I have litle doubt that given the option, and if ensured of no legal prosecution, that the vast majority of conservative believers, Xtian and Muslim, would happily round up every one of us non-believers and kill us enmasse.
Interesting blog. While all of it in one way or another, resonates with me, something David said hits close to home. My mom has malignant breast cancer. We're just finding out about it but I noticed over just the past two days shes been posting the kind of feel-good, and sometimes even angry blurbs/motivational photos/captions on Facebook. Something she's never really done before. My dad in the other hand…oy! I'm pretty sure they know of my disbelief - we've politely stayed away from all out confrontation - so, like the story here, perhaps she is trying to go out with one last 'hurrah'. A proving to oneself that they ARE faithful… damnit!
imbrocata,
So sorry about your Mom.
People deal with stress in many different ways. I hope she finds one that comforts her.
Hang in there.
Hump, you are exactly right in your analysis. My disability was the final step in my 42 year journey from being raised fundamentalist to becoming an atheist. My chronic pain forced me to come face-to-face with the fact that deep down I did not really believe that prayer was going to cure my illness. I just hadn't really had to think about it that hard before.
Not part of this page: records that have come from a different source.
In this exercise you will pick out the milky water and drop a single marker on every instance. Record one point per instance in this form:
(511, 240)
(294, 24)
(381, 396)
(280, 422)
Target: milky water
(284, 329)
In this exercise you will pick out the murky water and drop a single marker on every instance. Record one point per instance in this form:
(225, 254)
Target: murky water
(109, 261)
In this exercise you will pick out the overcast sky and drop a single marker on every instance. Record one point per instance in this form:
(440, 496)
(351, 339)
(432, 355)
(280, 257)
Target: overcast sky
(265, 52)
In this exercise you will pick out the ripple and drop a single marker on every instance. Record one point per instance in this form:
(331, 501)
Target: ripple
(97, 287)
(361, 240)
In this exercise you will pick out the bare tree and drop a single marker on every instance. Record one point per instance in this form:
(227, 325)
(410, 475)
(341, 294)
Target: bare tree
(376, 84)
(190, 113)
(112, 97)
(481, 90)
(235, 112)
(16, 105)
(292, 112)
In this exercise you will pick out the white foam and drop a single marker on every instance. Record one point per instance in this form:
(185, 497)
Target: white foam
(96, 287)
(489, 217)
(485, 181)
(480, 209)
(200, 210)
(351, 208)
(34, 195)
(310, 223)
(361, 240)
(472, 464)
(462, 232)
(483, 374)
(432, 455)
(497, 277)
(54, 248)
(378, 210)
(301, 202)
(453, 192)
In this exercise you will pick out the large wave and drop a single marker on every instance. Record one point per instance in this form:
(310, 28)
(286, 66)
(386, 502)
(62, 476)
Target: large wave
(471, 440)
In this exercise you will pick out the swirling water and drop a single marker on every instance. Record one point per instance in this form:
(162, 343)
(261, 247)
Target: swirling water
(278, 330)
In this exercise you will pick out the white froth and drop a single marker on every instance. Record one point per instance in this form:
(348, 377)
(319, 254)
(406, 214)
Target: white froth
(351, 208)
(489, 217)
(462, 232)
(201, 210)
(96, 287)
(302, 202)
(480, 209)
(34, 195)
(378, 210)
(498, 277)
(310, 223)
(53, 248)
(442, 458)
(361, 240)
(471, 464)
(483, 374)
It took me a little over a year to fully make the transition. I was angry too for a while, mostly with family who still thought prayer was the answer. After that was over, I moved on to making the best of things while still trying to find solutions to my health issues. That has certainly been more rewarding and productive than having a conversation in my head with an imaginary friend. I have a whole new life now with new friends and things to do. I hope your friend can make the transition too, and I hope he gets some relief from the physical pain. But take it from someone who knows, the emotional pain (like depression and anger) is far more debilitating than the physical pain.
Longhorn...well said, good advise.
thanks!
I think sometimes we cling to things like this simply because we learned it from a source we trust more than anyone, including 'god'.
Its our parents and theirs before ours and so on! That level of trust can cloud logic and leave us wanting to believe even when all else tells us not to! I think your friend wants to believe more than he actually does believe, and it causes a deep turmoil. His lashing out might be the result. My 2 cents, based on my feelings. but hey what do I know!